Researchers blamed a "talent mismatch" under a university education system that they say may not be able to meet the needs of a future economy.
In a study conducted by the council and the University of Hong Kong Business School, only 28 percent of 184 enterprises in the food, health and green technology sectors interviewed between July and September said they're confident of finding suitable talent in the innovative technology field in the next year or two.
"The world is changing so rapidly that the demand for certain types of workers, especially in advanced manufacturing, may not be the kind of undergraduate students that we have been training or educating," HKU Business School's Professor of Economics Tang Heiwai told RTHK's Kelly Yu.
"There's room to think about vocational training and what else can be done on the relatively less academic side to make sure that our future generation will have the skills and vision to contribute to their own economies."
More than half of the firms interviewed in the study said they had plans to expand existing local production lines or move them to the SAR from the mainland or elsewhere, but many of them said the lack of space here was holding them back.

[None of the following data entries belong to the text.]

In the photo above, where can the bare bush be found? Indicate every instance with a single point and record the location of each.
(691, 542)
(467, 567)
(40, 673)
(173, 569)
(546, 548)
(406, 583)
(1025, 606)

But Edmond Lai, chief digital officer of the Hong Kong Productivity Council, pointed out that more than 30 percent of the respondents think less than 10,000 square feet is enough for factories.
He said that won't be difficult to meet with existing industrial facilities and the new Advanced Manufacturing Centre, which is due for completion next year.
"There were some misconceptions in the past. People would think that Hong Kong as an expensive city, it's difficult to attract production facilities here. And they think that production needs a lot of space," he said.